In the spring of 1971, the largest mass arrest in Massachusetts history unfolded at a site nationally celebrated as the birthplace of freedom and democracy. With peace efforts at a standstill, the New England chapter of Vietnam Veterans Against the War had organized an event to rouse public support for their cause. Over the course of the long Memorial Day weekend, a band of more than two hundred young, fatigue-clad veterans sounded the alarm for peace and patriotism by marching—in reverse—the path Paul Revere had taken two centuries earlier when he called on the American colonists to rise against their British oppressors.

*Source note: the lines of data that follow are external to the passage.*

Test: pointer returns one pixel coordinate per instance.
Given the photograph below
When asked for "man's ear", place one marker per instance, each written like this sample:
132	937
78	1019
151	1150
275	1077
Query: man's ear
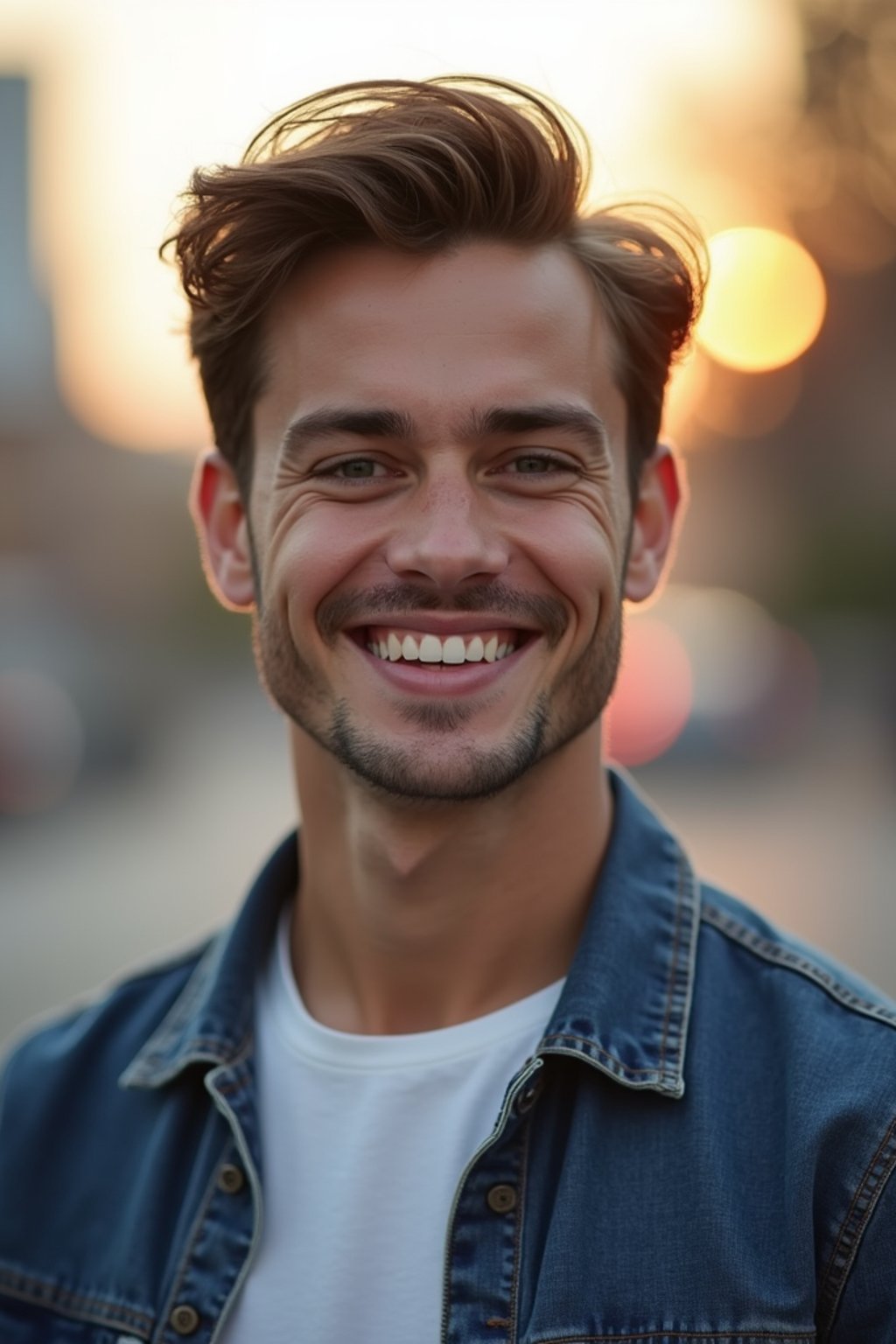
222	527
660	503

Enacting the parts of colonial militiamen, the veterans set off in patrol formation along the famed Battle Road, a route calculated to take them past Concord's Old North Bridge, onto Lexington's Battle Green, and up to Bunker Hill. Determined to reanimate the patriotic sentiments expressed by the area's many Revolutionary War memorials, they revealed how far the nation had veered from its ideals by staging reenactments of the brutal atrocities they had witnessed and perpetrated in the name of freedom on the other side of the world. "With an ironic twist," the fliers they distributed explained, "our presence in Indochina as viewed by a native of an occupied village easily coincides with the British army in America." To the selectmen of the town of Lexington who ordered their mass arrest, the veterans were defiling spaces sacred to the nation's Revolutionary past; to the hundreds of bystanders who fed, sheltered, and committed civil disobedience with them, they were an inspiration.
Elise Lemire tells this extraordinary story from the perspective of six men who played central roles in the events of May 1971. Based on more than one hundred interviews with participants and accompanied by nearly forty photographs and maps, Battle Green Vietnam demonstrates the power of mobilizing history, myth, and memorials to effect revolutionary change.